Much is reportedly at stake at the World Summit in August, when the international community is scheduled to determine how far it will commit itself to promoting economic growth in a globalized world, fighting problems such as poverty, environmental degradation, diseases such as AIDS and unemployment.
Over 6,000 delegates from 189 governments are expected to attend the preparatory meeting at the Bali International Convention Center in Nusa Dua, to be held from May 27 to June 7. The summit for sustainable development will take place in Johannesburg, South Africa between Aug. 26 and Sept. 4.
"During the Bali meeting, participants are expected to complete and endorse negotiated texts, which revolve around proposals to launch action-oriented partnership initiatives at the Summit," spokesman for the preparatory meeting's organizing committee Wahid Supriyadi said on Tuesday.
The partnership initiatives between governments, the private sector and citizens' groups, have been seen as a major outcome of the Summit that could lead to tangible results in fighting poverty and improving living standards, while preserving natural ecosystems and resources for future generations.
"Financing for development, poverty eradication, clean water and sanitation, energy, health, globalization, are just some of the issues which will make up most of the Bali meeting," Wahid said.
The two texts to be completed and endorsed at the Bali meeting are termed the Comprehensive Review and Assessment of the Implementation of Agenda 21, and the Program for Further Implementation.
Despite the consensus reached in the form of Agenda 21, the blueprint for sustainable development adopted at the 1992 Earth Summit remains a long-term vision, while implementation has reportedly been sluggish and the participants maintain widely varying positions on how to move forward.
The Summit dubbed one of the largest gatherings of world leaders ever to be held, will take place in Johannesburg from Aug. 26 to Sept. 4.
Emil Salim, who chairs of the summit's preparatory committee, had earlier said that the process of negotiations on the action program had been challenging, even as governments were still engaged in determining which proposals were realistic.

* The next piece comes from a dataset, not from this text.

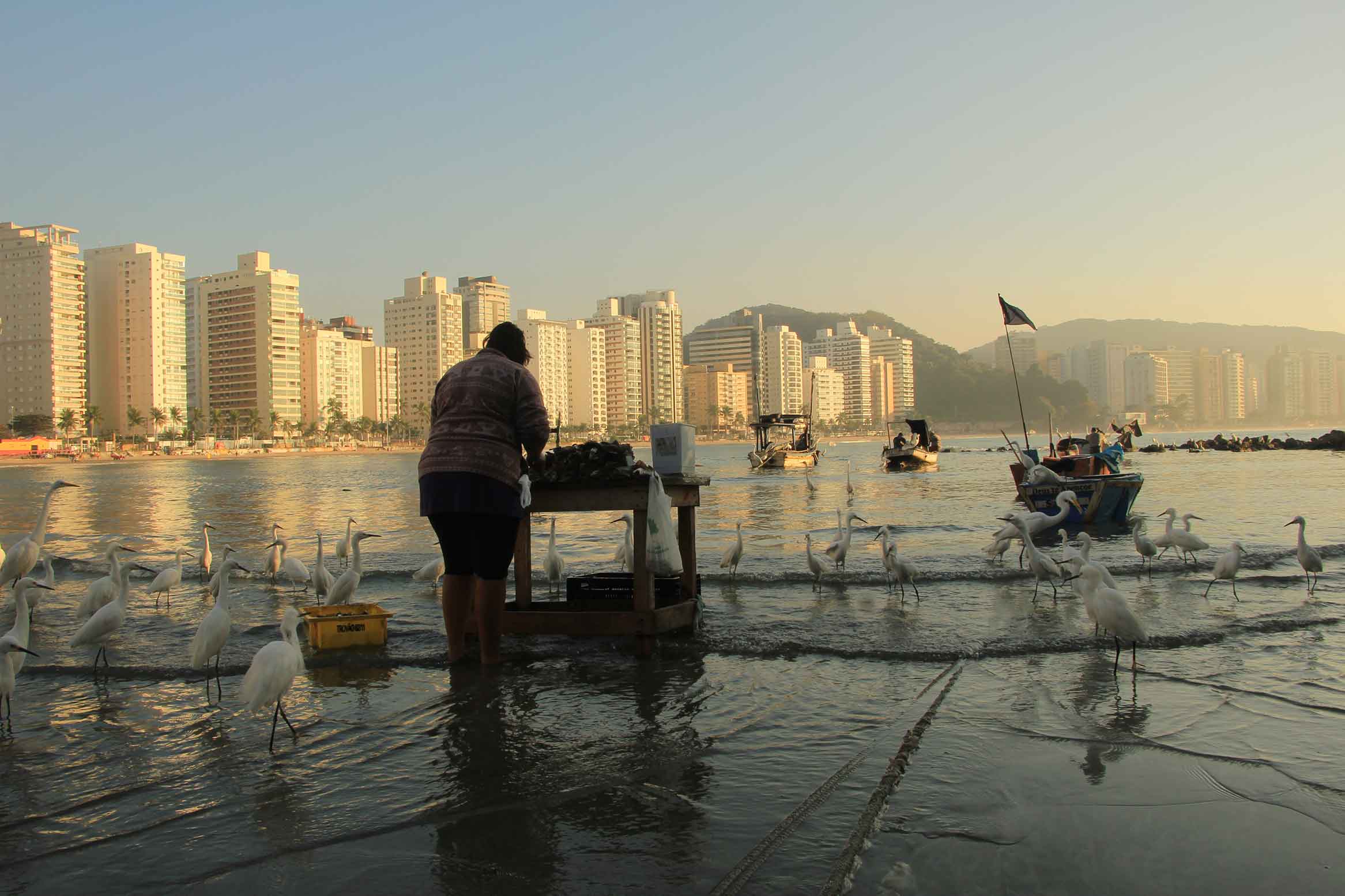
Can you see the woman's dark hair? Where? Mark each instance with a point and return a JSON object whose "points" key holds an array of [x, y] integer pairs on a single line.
{"points": [[509, 340]]}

Like the first preparatory meeting, which was held last year, the second and third meetings for the Summit were held recently this year at the UN Headquarters in New York.

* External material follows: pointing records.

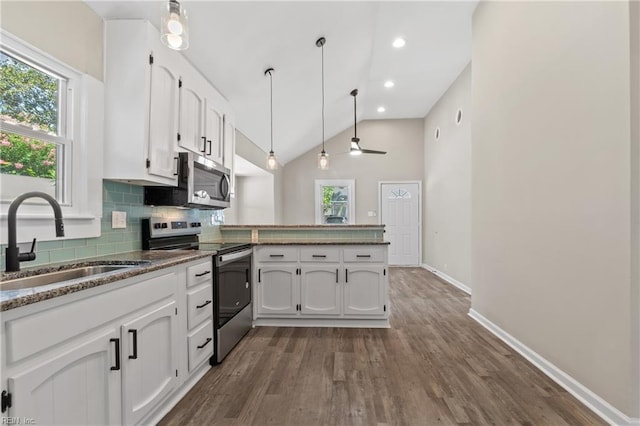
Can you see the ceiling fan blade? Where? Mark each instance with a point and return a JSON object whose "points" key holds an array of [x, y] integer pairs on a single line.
{"points": [[372, 151]]}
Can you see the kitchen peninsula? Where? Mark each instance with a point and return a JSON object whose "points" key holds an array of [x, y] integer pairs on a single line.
{"points": [[316, 275]]}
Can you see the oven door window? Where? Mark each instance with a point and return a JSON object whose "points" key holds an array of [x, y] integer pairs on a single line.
{"points": [[234, 289]]}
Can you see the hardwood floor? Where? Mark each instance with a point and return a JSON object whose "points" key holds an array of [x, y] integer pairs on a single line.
{"points": [[435, 365]]}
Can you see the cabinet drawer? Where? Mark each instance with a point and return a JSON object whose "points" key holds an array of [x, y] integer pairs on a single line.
{"points": [[319, 254], [364, 254], [199, 305], [277, 254], [200, 345], [200, 273]]}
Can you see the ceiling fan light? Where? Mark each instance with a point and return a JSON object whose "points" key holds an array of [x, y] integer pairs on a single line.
{"points": [[174, 25]]}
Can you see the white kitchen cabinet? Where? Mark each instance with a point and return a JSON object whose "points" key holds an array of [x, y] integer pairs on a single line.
{"points": [[278, 289], [149, 371], [311, 284], [106, 355], [321, 292], [365, 289], [141, 105], [80, 385], [201, 118]]}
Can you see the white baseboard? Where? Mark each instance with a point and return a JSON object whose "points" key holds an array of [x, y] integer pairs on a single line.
{"points": [[595, 403], [447, 278]]}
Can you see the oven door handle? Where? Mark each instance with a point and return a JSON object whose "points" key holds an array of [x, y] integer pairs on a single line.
{"points": [[226, 258]]}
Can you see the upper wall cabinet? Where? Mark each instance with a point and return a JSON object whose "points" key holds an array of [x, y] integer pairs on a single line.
{"points": [[141, 105], [201, 117]]}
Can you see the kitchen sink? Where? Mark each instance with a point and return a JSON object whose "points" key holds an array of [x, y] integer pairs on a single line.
{"points": [[61, 276]]}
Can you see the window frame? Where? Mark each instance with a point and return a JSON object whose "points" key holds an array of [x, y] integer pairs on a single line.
{"points": [[350, 183], [82, 126]]}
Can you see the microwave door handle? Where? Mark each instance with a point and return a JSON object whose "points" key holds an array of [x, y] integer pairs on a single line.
{"points": [[224, 186]]}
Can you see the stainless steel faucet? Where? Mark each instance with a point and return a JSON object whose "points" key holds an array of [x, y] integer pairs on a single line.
{"points": [[14, 257]]}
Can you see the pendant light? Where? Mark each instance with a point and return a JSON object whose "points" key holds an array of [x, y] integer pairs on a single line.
{"points": [[272, 163], [175, 30], [323, 157]]}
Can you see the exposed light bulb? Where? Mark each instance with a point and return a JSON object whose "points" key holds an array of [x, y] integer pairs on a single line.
{"points": [[399, 42], [174, 25], [323, 161], [272, 163], [175, 41]]}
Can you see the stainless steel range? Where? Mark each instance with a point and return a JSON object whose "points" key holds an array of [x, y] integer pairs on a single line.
{"points": [[231, 283]]}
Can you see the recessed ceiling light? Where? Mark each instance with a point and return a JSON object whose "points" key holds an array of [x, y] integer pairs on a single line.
{"points": [[399, 42]]}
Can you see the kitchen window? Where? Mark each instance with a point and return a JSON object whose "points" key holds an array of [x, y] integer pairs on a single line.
{"points": [[34, 142], [51, 133], [335, 201]]}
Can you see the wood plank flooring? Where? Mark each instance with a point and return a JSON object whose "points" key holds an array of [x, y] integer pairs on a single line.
{"points": [[435, 365]]}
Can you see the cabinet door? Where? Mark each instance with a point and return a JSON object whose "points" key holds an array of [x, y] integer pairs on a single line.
{"points": [[364, 290], [78, 386], [320, 290], [278, 290], [213, 129], [191, 127], [149, 361], [163, 118]]}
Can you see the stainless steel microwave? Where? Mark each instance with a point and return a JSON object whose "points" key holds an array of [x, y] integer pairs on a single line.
{"points": [[202, 184]]}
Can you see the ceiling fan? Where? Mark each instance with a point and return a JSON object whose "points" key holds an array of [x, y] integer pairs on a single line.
{"points": [[355, 140]]}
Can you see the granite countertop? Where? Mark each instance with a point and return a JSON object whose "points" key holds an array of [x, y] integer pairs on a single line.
{"points": [[142, 261], [336, 226]]}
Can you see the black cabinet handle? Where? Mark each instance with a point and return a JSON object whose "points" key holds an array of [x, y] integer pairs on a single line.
{"points": [[117, 342], [205, 343], [135, 344], [203, 305]]}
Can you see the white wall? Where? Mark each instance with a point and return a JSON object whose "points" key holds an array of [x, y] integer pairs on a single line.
{"points": [[402, 139], [446, 216], [67, 30], [551, 170]]}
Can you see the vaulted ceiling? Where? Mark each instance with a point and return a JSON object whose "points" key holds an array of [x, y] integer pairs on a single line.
{"points": [[232, 43]]}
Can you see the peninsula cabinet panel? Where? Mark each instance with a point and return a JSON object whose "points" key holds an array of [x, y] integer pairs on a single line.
{"points": [[321, 290], [278, 290], [365, 290]]}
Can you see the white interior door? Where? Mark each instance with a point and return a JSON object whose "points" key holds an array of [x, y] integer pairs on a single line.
{"points": [[400, 212]]}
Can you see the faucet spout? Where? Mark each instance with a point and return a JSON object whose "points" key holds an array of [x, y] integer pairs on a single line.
{"points": [[13, 255]]}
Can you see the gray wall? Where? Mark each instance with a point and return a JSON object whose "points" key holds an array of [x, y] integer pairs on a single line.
{"points": [[68, 30], [446, 216], [403, 141], [551, 170]]}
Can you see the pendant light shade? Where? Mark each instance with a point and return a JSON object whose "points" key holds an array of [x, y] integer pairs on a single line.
{"points": [[323, 157], [272, 162], [175, 30]]}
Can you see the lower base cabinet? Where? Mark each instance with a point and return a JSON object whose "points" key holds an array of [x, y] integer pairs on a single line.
{"points": [[323, 282], [111, 357]]}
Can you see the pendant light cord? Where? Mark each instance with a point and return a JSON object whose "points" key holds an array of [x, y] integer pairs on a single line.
{"points": [[271, 104], [322, 48]]}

UN Secretary General Kofi Annan had earlier said that the World Summit on Sustainable Development was not as some people thought, simply another conference on global environment.
The whole idea of sustainable development, he said, as had been reflected in the Rio Earth Summit 10 years ago, was that "the environment and development were inextricably linked."
He added that sustainable development was an "exceptional opportunity" -- economically, to build markets and create jobs; socially, to bring people in from the margins; and politically, to reduce tensions over resources that could lead to violence and to give every man and woman a voice, and a choice, in deciding their own future.
Governments have their responsibilities, he said, but so do corporations, civil society groups, and private individuals.